Experiment 3:  The relationship between the period of the circuit and the periods of its G3 and G4 components

  1. In this experiment, the reader will change the period of the G4 oscillator by altering its intrinsic currents, and observe what effect this change has on the entire network.  First, however, the reader should see how the circuit behaves under normal conditions.  Run the model for 100 seconds, counting the number of oscillations and noting any phase difference between the cells in G3 and G4.  Compare the number of oscillations to that of the isolated G4 cells in Experiment 2 above.

  3. Now isolate the G4 oscillator by disabling cells 3L and 3R and the synapses between G1,2 and G3.  Following the procedure above, reduce the h current in cells L,4 and R,4 to 2.6e-09.  Run the simulation for 100 seconds, and count the number of oscillations.  Repeat for h = 4.0e-09 (the default conductance), and for h = 5.4e-09.  Write down the number of oscillations in each case.

  5. Next, re-enable the cells in G3 and the disabled synapses.  Again, set the h current in both L,4 and R,4 to 2.6e-09, and run the simulation for 100 sec.  What is the period of oscillation?  Has the phase difference between the cells in G3 and G4 changed?  Repeat for h = 5.4e-09.  What is the period of oscillation now?  Describe the phase difference in this case.  Is the period of the network equal to one of the intrinsic oscillators, or some combination?

  7. Repeat the experiment, except use small changes (in the 0.1e-9 S range) to the P current to change the intrinsic frequency of the G4 oscillator.  Do the same results hold?

  9. Try to determine the period range over which the G4 oscillator can coordinate the cells in G3.  That is, make changes to the P or h current to adjust the intrinsic period of the G4 oscillator, and see over what period range G4 will coordinate G3.  Can this range be extended by strengthening or weaking the synaptic connections from the coordinating fibers to the G4 cells?

Appendix:  Quick GENESIS User Interface Tips

While much of the user interface for this tutorial should be straightforward, there are a few properties of the GENESIS user interface objects that are useful to know yet not obvious.

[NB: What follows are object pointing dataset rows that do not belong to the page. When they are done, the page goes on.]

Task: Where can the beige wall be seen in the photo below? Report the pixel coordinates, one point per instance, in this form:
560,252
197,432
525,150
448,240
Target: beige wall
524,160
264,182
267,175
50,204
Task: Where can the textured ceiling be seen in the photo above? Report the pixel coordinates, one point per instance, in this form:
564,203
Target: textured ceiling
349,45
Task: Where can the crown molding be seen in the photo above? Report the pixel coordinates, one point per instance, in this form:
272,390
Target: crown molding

First, many X11 window managers give the user the option to close a window by clicking an "x" in the upper right corner of the window or a square in the upper left corner.  GENESIS is not equipped to deal with these messages, so closing a window in this manner will cause the entire program to quit.  Every closeable window in this tutorial has a "Close Window" or "close" button that should be used instead.  Remember the following figure:

Second, after editing a text field, one needs to either hit return or click the label of the text field to register the change.  Sometimes the keys do not register, so it is a good idea to hit return a couple of times instead of just once.  If one clicks the button, watch for it to change color as the mouse button is pressed and released to ensure a good hit.

Finally, one can adjust the scale on graphs in GENESIS graphically by clicking on either the first or last label on an axis, and dragging it to a new location.  For example, to change the scale for one of the Vm graphs to be from 0.010V ... -0.060V to 0.010mV ... -0.030mV, click on the label "-0.060" and drag up to the location of -0.030 on the axis.  Then, release the mouse and the graph will redraw itself with the new scale.  To move it back, grab the "-0.030" label, drag it off the graph until the label reads -0.060, and release the mouse.